"What's your favorite thing here?" I asked our server on a Friday night. "Besides whiskey?" he deadpanned. If you somehow missed the wall of wines in the dining room, his meaning makes it clear: Bar Avignon is self-consciously boozy.
But it's also a well-lit, cozy neighborhood bar that performs the Mary Poppins-like feat of squeezing a lot of people into a small space without once seeming crowded, loud or rushed. The 12-seat tabletop only turns over twice on weekend nights, allowing your party to enjoy plenty of wine-soaked chatter. And in this town full of small plates that show up whenever the chef damn well pleases, our waiter—gasp!—timed our entrees to arrive after our appetizers were done! And simultaneously!
The menu is seasonally based, so go with a salad—in our case, a melon salad ($12) with grilled ricotta and purslane—as your appetizer. The king salmon ($30), served with wild mushrooms, eggplant and herbed sour cream, was too small a serving to fend off all the forks eager for a bite of the flavorful, tender flesh, and the roast chicken ($25), with panzanella, heirloom tomatoes, cucumber, fennel and herbs in a red wine vinaigrette, was perfect—the chicken moist with a crisp crust, the tomatoes ripe. Bonus: The menu full of $60-to-$100 bottles of wine makes that after-dinner $12 shot of Laphroaig seem a positive bargain.

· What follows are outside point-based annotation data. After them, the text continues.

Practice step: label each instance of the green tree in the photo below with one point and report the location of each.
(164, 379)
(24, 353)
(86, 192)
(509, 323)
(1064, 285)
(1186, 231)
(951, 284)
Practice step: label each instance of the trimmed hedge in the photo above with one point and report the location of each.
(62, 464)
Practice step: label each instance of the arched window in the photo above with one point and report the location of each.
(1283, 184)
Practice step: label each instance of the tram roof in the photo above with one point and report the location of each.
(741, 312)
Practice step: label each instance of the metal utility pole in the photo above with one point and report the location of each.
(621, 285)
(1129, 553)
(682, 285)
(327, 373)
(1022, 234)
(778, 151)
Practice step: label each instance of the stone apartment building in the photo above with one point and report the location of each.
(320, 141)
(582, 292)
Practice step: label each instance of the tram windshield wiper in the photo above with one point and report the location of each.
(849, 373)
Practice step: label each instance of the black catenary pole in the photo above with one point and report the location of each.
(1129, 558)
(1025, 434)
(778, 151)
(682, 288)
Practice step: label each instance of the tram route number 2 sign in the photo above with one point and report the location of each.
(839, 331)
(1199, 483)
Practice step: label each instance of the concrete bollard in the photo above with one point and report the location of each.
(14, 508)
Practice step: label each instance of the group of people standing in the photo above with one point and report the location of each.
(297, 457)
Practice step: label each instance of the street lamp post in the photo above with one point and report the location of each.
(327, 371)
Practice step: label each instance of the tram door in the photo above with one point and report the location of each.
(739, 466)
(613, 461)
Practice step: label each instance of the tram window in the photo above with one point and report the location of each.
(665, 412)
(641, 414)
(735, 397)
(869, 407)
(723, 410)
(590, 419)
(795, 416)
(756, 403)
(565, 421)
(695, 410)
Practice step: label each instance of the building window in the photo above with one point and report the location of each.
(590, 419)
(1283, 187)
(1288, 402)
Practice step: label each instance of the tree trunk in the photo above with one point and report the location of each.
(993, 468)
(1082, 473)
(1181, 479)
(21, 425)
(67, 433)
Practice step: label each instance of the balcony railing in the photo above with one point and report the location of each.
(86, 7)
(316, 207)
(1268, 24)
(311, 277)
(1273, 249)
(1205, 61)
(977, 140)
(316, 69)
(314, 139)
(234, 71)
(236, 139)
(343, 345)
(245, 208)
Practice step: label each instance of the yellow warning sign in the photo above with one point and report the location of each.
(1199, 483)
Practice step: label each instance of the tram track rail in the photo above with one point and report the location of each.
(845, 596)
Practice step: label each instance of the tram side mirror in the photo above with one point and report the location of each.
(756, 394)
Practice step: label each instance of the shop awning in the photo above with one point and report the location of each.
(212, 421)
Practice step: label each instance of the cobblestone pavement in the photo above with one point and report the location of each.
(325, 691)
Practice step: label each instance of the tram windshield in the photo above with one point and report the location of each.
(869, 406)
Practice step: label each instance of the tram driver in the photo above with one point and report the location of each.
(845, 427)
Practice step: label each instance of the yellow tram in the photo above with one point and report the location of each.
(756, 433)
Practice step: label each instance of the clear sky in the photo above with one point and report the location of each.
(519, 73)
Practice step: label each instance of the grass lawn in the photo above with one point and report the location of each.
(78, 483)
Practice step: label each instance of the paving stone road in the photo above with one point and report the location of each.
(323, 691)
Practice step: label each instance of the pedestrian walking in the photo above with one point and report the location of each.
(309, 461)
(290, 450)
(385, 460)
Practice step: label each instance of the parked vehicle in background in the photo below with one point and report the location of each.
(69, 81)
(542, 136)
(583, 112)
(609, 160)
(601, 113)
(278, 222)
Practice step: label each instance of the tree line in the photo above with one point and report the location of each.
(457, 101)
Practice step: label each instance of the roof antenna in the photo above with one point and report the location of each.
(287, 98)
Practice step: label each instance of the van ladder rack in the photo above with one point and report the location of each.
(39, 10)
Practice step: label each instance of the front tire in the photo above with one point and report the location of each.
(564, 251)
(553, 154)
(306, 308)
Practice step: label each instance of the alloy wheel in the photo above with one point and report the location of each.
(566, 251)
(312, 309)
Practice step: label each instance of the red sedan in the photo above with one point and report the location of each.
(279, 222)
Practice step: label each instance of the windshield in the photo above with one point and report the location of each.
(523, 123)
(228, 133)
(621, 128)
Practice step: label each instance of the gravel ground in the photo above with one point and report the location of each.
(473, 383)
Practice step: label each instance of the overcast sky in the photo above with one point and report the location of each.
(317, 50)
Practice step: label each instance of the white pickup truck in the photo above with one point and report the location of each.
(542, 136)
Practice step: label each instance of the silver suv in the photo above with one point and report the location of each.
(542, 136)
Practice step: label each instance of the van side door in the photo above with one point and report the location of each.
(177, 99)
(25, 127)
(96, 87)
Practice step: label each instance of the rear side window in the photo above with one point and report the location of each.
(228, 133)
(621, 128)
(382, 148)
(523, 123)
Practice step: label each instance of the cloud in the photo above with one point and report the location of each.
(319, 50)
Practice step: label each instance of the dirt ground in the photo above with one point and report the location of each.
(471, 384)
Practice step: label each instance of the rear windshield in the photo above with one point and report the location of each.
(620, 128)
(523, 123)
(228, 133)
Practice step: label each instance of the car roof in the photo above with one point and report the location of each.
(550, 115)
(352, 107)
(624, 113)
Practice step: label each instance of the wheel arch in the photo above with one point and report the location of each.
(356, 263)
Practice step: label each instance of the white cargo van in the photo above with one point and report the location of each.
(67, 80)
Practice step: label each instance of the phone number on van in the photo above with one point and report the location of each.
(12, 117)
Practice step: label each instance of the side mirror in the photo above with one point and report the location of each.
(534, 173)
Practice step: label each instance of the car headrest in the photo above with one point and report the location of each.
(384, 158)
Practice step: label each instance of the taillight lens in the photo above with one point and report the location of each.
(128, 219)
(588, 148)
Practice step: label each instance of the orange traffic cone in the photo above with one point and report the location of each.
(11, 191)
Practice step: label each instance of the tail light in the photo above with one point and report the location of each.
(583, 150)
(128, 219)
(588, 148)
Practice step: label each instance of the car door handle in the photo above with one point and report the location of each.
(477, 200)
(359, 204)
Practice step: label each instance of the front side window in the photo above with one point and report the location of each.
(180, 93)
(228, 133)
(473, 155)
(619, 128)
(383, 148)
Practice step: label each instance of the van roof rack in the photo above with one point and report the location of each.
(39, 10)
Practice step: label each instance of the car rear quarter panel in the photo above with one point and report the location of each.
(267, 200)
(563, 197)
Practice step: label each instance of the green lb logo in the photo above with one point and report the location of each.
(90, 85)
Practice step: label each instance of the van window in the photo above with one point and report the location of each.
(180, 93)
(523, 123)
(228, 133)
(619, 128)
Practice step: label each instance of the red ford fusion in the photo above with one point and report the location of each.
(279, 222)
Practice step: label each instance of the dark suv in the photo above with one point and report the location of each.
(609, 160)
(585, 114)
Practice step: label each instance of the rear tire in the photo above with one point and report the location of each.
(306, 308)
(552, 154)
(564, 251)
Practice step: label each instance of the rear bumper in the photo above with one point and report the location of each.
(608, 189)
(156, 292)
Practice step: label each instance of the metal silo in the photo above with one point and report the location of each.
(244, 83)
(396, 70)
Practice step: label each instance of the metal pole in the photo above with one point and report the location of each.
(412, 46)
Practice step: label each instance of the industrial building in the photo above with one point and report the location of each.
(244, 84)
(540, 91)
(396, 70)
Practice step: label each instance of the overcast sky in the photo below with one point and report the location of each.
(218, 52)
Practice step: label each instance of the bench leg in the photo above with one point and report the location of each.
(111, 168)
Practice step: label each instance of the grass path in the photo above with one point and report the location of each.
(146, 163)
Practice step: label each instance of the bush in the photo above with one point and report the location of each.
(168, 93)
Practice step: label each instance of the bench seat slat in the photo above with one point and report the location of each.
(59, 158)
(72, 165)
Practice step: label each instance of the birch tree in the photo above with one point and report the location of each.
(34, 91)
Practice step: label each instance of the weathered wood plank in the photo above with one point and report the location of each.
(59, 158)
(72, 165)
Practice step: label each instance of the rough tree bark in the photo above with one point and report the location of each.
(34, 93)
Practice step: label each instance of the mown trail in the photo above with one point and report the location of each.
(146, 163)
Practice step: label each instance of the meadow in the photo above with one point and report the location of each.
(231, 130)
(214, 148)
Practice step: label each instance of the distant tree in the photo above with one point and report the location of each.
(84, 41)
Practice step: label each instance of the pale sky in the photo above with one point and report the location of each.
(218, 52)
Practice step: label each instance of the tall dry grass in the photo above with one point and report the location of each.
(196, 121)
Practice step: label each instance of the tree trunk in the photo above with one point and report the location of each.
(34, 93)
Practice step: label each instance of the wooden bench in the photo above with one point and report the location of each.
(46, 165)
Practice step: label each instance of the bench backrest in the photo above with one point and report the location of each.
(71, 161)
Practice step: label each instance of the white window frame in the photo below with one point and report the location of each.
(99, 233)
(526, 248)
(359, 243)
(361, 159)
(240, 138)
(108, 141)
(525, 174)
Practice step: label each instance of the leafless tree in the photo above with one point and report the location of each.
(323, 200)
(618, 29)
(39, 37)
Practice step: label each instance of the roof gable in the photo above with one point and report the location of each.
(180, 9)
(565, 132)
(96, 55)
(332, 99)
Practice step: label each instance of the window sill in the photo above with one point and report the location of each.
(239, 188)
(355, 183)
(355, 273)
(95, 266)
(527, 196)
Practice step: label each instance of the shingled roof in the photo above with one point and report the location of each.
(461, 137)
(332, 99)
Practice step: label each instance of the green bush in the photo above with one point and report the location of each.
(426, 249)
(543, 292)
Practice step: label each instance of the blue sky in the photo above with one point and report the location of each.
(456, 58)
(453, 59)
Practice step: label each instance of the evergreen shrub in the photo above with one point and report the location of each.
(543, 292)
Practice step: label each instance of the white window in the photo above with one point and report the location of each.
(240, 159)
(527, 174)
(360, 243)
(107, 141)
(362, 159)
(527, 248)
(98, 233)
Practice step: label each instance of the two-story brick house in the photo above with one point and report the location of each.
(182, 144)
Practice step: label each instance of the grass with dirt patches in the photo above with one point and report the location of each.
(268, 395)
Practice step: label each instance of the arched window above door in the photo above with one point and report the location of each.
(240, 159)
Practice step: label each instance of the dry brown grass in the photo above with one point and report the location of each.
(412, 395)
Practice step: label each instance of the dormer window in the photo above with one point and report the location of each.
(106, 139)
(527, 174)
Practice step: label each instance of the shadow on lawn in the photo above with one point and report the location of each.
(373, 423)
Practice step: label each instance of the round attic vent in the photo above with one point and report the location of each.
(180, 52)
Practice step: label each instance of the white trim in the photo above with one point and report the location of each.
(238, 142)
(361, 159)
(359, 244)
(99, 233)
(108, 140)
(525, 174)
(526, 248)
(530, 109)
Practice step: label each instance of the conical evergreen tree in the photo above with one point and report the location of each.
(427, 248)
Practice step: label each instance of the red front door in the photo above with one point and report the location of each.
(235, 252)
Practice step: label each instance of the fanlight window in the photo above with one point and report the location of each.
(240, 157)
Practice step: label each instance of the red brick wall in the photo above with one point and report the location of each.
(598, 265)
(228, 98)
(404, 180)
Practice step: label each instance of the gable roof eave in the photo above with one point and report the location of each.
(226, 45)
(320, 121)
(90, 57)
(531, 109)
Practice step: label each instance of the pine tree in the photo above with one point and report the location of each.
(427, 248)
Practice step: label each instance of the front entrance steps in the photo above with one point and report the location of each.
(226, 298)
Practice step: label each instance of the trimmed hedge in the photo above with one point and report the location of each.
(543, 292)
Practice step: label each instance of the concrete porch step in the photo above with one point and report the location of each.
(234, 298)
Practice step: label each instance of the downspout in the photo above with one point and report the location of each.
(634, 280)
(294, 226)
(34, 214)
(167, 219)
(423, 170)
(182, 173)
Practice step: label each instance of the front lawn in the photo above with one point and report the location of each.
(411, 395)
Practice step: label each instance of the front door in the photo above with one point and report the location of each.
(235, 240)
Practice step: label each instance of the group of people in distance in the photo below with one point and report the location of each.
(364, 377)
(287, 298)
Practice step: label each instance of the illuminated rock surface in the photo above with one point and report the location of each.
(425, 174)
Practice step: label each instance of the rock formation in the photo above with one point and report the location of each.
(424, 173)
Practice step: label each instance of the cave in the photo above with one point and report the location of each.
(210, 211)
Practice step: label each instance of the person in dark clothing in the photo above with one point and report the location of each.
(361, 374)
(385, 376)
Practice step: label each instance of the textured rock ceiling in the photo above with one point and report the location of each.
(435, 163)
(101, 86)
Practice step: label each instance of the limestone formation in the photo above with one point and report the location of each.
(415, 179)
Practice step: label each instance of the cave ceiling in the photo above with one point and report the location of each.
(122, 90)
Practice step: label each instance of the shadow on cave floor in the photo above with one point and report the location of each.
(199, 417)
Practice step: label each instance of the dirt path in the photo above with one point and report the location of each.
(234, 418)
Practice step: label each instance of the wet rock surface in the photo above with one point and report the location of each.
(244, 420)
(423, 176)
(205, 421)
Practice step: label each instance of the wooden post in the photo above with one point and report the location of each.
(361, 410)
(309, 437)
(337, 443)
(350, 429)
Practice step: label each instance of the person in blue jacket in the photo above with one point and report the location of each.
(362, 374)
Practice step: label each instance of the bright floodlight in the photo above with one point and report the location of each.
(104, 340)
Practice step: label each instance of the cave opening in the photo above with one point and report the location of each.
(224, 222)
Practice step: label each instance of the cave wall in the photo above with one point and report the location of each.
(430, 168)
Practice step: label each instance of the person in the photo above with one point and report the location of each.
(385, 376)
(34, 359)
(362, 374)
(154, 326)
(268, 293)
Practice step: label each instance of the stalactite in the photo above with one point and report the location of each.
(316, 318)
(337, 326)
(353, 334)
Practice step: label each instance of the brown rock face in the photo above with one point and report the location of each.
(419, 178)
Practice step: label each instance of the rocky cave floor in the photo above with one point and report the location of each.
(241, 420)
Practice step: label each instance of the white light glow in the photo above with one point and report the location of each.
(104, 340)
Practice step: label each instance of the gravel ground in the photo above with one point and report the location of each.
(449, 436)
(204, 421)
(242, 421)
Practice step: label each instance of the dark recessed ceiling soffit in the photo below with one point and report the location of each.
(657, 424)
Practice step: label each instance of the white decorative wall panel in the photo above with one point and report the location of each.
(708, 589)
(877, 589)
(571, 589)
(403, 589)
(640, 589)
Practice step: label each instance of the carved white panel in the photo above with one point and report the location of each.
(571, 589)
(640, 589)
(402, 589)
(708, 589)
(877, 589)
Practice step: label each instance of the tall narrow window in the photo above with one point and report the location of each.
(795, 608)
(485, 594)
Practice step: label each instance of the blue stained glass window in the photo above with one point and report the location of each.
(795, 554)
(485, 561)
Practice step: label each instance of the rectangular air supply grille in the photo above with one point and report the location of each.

Eat: Oysters ($3 apiece) and whiskey at the bar, or the burrata ($10), with nectarines and pine nuts, drizzled with aged balsamic vinegar, followed by the salmon ($30).
Drink: Order a bottle of Gamay, hand the waiter your credit card, and just don't think about it until your statement comes.
Most popular dish: No matter how it's prepared, the pork chop ($27) usually sells out.
Noise level: 75/100. Didn't seem that loud, though.
Expected wait: Reservations are recommended.
Who you'll eat with: Fit and lively older couples who bought their gorgeous Craftsman in 1973, are definitely OPB subscribers, and book their out-of-town relatives to stay at the Heathman.